Обаяние “Онегина”, его странное, слегка отстраненное звучание — именно от галлицизмов, ото всех этих “счастливых талантов”, “кипящей юности”, “огня нежданных эпиграмм”, “модных жен”, ото всех этих банальных штампов, которые вдруг начинают посверкивать на контрапункте с бытовыми деталями, выпукло выписанными поэтом, и его же аллитерациями. “Обратите внимание на аллитерацию ло-ла-ла при описании ланит и пер-то-тре-пе-та, когда речь идет о персях. Мелодика оправдывает поэтическую банальность”, — поучает читателя отчаянный счетчик звучаний В. В.
С другой стороны, никаких сантиментов: “Очень сомнительно, чтобы „взор” мог быть „полон слез”, — комментирует В. В. одну из строк XXXVIII строфы главы третьей, не прощая своему кумиру халтуры.
Действительно: критическая позиция Набокова иногда режет слух читателю — тому, что привык относиться к Пушкину со школьным пиететом. Тут и там он походя одергивает Пушкина: то у него рифма слаба, то образ слишком банален, то русский язык хромает. Нельзя, журит Набоков Пушкина, пропускать мимо ушей фразу типа “Он, не читая никогда, / Их почитал...” — или говорить “шампанской обливать бутылкой”, когда в нашем языке есть простое и понятное “запивать”!

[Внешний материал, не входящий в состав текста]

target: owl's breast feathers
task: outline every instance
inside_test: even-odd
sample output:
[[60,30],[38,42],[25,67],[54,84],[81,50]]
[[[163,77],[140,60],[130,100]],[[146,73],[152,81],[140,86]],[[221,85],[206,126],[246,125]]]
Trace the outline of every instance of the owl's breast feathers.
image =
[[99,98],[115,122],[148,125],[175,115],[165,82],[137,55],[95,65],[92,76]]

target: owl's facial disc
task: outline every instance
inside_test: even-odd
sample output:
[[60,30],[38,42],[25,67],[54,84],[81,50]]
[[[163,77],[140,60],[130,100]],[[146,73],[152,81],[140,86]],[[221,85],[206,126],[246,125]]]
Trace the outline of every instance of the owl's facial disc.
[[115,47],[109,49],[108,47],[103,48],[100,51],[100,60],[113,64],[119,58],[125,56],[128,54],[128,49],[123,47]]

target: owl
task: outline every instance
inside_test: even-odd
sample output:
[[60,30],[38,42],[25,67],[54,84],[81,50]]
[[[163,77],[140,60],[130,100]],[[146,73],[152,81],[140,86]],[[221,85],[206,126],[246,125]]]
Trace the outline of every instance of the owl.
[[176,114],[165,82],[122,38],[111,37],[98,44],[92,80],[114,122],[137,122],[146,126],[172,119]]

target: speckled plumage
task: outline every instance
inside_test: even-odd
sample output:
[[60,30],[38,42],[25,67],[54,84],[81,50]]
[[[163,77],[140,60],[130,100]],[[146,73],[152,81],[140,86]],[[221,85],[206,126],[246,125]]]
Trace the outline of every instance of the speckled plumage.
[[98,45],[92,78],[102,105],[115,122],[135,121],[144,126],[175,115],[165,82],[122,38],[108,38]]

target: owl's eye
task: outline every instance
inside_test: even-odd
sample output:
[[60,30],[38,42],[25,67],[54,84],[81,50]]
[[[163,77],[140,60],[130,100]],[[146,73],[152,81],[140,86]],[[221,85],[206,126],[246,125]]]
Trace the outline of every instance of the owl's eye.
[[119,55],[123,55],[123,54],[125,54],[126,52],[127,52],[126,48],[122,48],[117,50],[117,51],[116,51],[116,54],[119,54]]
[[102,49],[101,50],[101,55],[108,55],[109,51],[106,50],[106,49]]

О чем говорит такой подход? О том, что для В. В. текст “Онегина” был актуальной и живой тканью, с которой можно и должно работать. Замученный и зачумленный советскими пушкинистами (особенно досталось от В. В. Николаю Бродскому: 35 язвительных ссылок), Пушкин наконец-то выступает у Набокова как автор-собеседник, чье бесспорное величие еще не означает его онемения. Просто надо уметь “раскрутить” автора на разговор.
Именно здесь ключ к разгадке многолетней — и маниакальной — работы Набокова над переводом и комментариями к “Евгению Онегину”. Именно здесь зашифрована сверхзадача, которую ставил перед собой В. В., занимаясь Пушкиным. Именно отсюда можно объяснить его фразу о том, что славу ему обеспечат “Лолита” и “Онегин”.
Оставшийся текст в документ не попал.